Fifty Shades Darker: Certificate 18, 118 mins. Universal Rating: THE literary phenomenon that proved to be unbelievably lucrative resulted in an inevitable big-screen adaptation, with 2015’s Fifty Shades Of Grey. It was wooden, lifeless and yet oddly compulsive.
Now comes this cynical money-maker of a sequel, with equally waxwork performances and terrible dialogue. ‘I will have dinner with you… because I’m hungry’ is about as sophisticated as it gets. What could’ve been an interesting, darkly complex character study on human desire instead just all feels so vacuous – another missed opportunity, favouring commercialisation over nuance.
It’s about as flat as one of those flutes of champagne these shamelessly ostentatious characters are forever drinking at endless receptions. Set within a decidedly deliberate milieu of functions, parties and skyscrapers, it never actually shows anybody doing any real work; it’s a mystery how they earn all this money – all very glossy but extremely implausible.
Even those supposedly ‘infamous scenes’ once again feel awkwardly stagy and mannered, without a modicum of the steam or spark generated by others in a similarly adult canon – such as Basic Instinct or Fatal Attraction.
The result is that proceedings often feel unintentionally funny for all the wrong reasons.
What works marginally better is the briefly explored cat-and-mouse thriller element: there’s an unstable ex, a helicopter crash and a solid enough cameo from a spiky Kim Basinger, but all of these are rather brushed over and could’ve been explored further.
Jamie Dornan can be a good actor (he was great in last year’s gripping World War II drama Anthropoid), but he’s utterly stilted here, totally wasted on dull material for a cardboard-cutout, humourless character.

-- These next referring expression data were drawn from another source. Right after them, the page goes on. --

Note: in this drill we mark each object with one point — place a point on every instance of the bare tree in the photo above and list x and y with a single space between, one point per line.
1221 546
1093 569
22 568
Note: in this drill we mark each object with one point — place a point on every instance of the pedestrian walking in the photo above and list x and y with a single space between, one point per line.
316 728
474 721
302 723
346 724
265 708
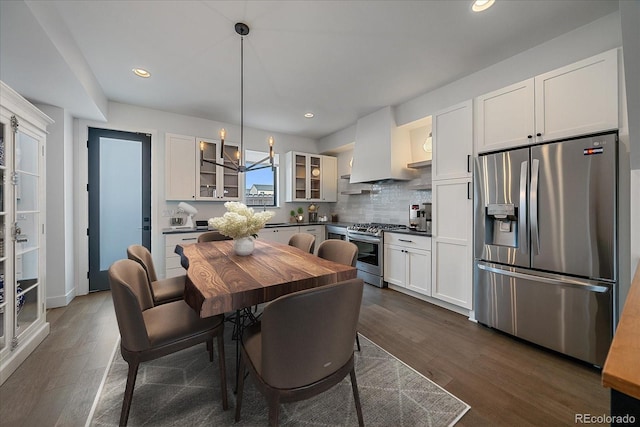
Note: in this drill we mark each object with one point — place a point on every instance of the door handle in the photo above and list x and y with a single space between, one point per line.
533 214
522 209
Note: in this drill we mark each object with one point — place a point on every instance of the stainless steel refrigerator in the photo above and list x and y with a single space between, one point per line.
545 244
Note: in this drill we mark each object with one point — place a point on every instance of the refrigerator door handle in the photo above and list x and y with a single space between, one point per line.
533 214
551 280
522 210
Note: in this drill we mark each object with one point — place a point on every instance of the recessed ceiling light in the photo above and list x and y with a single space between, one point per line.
480 5
141 72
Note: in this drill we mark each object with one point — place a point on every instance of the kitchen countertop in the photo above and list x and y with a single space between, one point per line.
410 232
621 370
170 230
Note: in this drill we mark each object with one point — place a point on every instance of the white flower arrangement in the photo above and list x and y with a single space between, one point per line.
240 221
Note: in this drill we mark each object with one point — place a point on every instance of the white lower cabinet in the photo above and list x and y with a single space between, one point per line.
407 262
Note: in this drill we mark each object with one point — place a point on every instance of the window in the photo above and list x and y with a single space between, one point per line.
261 186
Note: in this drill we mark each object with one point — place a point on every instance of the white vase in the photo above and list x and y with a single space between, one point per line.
243 246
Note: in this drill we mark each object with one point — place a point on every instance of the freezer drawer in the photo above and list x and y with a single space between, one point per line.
573 317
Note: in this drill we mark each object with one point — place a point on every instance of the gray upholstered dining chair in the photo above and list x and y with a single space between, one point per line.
296 363
212 236
339 251
342 252
303 241
162 291
149 332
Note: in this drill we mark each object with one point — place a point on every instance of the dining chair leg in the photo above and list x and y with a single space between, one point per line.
128 391
356 396
210 348
223 370
239 388
273 401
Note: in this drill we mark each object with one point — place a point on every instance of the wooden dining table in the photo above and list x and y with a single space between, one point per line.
219 281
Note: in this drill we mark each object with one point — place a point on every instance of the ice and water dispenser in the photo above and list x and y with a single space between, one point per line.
501 224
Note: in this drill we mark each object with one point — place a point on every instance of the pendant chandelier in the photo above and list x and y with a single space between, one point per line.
238 164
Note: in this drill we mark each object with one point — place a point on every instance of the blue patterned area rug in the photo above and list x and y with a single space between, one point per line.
183 389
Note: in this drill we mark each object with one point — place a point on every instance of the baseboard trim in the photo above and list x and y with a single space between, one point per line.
61 300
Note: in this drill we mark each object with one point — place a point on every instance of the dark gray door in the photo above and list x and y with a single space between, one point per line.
573 206
119 198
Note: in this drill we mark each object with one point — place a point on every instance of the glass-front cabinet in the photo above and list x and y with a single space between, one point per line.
22 229
310 177
217 182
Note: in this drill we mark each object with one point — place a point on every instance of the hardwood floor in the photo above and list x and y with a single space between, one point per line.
507 382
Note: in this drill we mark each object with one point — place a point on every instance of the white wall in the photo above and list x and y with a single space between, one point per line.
60 280
157 123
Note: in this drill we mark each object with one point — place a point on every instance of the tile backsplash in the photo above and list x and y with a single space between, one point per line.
385 202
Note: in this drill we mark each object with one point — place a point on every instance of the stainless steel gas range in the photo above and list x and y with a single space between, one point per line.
369 239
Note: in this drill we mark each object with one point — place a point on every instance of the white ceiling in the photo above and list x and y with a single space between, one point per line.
338 59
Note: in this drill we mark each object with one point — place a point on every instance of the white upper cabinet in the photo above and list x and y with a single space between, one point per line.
452 142
578 99
494 131
180 163
329 183
310 177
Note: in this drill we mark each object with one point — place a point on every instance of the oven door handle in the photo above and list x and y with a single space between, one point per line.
363 238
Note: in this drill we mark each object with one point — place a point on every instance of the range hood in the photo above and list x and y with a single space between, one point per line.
382 150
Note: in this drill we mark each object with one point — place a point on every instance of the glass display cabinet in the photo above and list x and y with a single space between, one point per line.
22 229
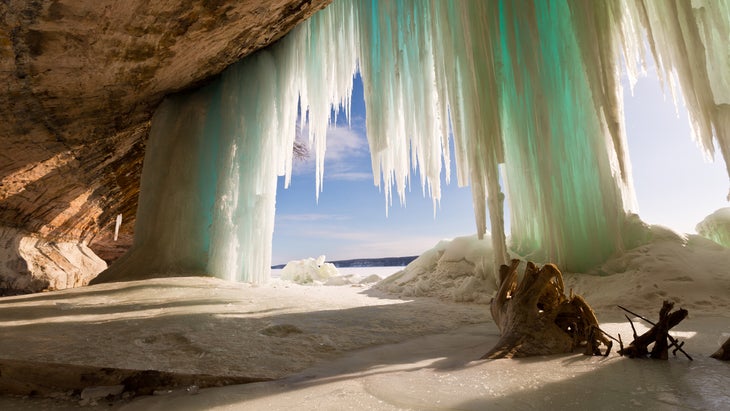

Despite the odd stronger scene and a contemporary soundtrack, as with its predecessor, it’s all extremely uninvolving.
So, the reason for its immense popularity – as well as the question of who exactly are the intended audience – are both conundrums which remain perplexing. I shall have to watch the third concluding chapter, if only to solve these mysteries and understand its extraordinarily enduring appeal.